A suspected Syrian regime chemical attack killed scores of people, including children, in the northwestern province of Idlib on Tuesday, a monitoring group, medics and rescue workers in the rebel-held area said.
The Union of Medical Care Organizations, a coalition of international aid agencies that funds hospitals in Syria and which is partly based in Paris, put the death toll as high as 100 with another 400 suffering from respiratory problems.
But the head of the health authority in rebel-held Idlib said more than 50 people had been killed and 300 wounded.
The death toll is likely to rise further, according to the Union of Medical Care Organizations, a coalition of international aid agencies that funds hospitals in Syria and which is partly based in Paris.
The attack was carried out at a village of Khan Sheikhoun to the south of Idlib had initially been hit before strikes on the White Helmets emergency services centre in Khan Sheikhoun and the Al-Rahme hospital.
London-based Syrian Observatory for Human Rights, said the attack was carried out by Syrian regime jets.
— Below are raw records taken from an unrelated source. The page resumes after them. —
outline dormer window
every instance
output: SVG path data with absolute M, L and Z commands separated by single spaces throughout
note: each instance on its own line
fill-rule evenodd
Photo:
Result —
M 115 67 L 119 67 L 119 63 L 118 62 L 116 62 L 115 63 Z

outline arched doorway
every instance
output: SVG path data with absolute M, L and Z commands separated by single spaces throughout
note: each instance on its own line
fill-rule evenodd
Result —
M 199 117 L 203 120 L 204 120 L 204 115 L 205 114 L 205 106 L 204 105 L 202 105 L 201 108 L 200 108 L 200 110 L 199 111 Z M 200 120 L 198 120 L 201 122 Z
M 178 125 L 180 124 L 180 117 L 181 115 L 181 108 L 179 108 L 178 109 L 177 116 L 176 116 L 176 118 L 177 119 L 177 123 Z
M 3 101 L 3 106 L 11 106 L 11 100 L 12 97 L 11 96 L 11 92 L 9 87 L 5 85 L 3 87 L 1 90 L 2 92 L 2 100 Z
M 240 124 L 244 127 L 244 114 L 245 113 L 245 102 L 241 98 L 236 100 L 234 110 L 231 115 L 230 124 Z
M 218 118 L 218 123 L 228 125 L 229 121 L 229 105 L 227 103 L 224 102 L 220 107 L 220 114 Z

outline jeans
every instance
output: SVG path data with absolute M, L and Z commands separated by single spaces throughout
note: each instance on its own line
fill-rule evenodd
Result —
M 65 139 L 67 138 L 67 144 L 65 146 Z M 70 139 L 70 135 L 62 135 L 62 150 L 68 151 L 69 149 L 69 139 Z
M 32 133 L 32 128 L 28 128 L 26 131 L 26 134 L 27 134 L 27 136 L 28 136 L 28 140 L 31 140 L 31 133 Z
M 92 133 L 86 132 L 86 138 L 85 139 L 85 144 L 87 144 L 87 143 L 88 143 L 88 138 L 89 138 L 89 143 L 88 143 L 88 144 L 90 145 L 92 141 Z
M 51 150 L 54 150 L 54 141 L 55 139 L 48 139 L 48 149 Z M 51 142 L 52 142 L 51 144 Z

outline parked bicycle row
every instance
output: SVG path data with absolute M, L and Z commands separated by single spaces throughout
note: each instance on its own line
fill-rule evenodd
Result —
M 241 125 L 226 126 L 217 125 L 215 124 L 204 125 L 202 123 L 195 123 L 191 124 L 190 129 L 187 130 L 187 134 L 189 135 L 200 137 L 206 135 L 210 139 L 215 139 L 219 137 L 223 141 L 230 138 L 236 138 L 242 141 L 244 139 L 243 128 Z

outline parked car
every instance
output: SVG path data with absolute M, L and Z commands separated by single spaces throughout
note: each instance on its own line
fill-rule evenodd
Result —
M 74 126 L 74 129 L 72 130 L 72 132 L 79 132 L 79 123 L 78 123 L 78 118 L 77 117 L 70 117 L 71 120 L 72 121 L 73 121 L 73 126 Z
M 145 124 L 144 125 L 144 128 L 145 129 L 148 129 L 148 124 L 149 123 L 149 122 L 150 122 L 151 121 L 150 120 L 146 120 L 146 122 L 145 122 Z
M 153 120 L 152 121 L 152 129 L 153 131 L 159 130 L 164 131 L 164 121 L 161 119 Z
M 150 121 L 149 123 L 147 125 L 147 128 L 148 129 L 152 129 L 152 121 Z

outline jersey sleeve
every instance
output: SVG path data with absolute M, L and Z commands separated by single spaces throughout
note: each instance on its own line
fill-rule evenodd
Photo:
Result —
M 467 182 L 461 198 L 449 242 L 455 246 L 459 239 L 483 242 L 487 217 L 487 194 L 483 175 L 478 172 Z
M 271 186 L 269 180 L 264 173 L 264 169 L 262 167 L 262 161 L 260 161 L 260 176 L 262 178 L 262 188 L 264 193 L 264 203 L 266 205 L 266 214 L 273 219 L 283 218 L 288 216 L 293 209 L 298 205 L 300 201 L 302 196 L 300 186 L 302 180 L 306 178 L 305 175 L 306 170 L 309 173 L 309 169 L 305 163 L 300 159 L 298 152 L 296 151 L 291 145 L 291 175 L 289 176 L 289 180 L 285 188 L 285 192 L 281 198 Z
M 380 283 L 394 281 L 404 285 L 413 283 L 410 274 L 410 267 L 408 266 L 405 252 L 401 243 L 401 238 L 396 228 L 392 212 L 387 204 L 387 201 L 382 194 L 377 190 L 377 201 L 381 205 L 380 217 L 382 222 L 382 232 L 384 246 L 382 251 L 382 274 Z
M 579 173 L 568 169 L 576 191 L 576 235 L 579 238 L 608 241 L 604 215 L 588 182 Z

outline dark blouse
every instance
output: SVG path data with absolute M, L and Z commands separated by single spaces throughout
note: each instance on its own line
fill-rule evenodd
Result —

According to the group, it caused many people to choke, and some had foam coming out of their mouths.
"This morning, at 6:30am, warplanes targeted Khan Sheikhoun with gases, believed to be sarin and chlorine," said Mounzer Khalil, head of Idlib's health authority.
"Most of the hospitals in Idlib province are now overflowing with wounded people," Khalil told a news conference in Idlib.
Warplanes later struck near a medical point where victims of the attack were receiving treatment, the Observatory and civil defence workers said.
Turkish officials said 15 people, mostly women and children, were also brought into Turkey for treatment.
TRT World's Shamim Chowdhury reports from southern Turkish city of Gaziantep.
Regime denies the attack
A Syrian regime military source denied allegations that the regime forces had used chemical weapons.
The United Nations and the Organisation for the Prohibition of Chemical Weapons (OPCW) previously launched a series of investigations and found that various parties in the Syrian war have used chlorine, sulfur mustard gas and sarin.
An OPCW report published last October said government forces used chlorine in a toxic gas attack in Qmenas in Idlib province in March 2015.
An earlier report by the same team blamed regime troops for chlorine attacks in Talmenes in March 2014 and Sarmin in March 2015. It also said Daesh had used sulfur mustard gas.
The OPCW had no immediate comment on Tuesday.
However UN said on Tuesday that its war crimes investigators were looking into the alleged chemical weapons attack on a Syrian town in Idlib as well as reports of a subsequent attack on a medical facility where injured people were being treated.
The UN Commission of Inquiry on Syria said that the use of chemical weapons as well as any deliberate targeting of medical facilities "would amount to war crimes and serious violations of human rights law".
"It is imperative for perpetrators of such attacks to be identified and held accountable," said the independent panel led by Brazilian expert Paulo Pinheiro.
Following the 2013 attack, Syria joined the international Chemical Weapons Convention under a U.S.-Russian deal, averting the threat of US-led military intervention.
Under the deal, Syria agreed to give up its toxic arsenal and surrendered 1,300 tonnes of toxic weapons and industrial chemicals to the international community for destruction.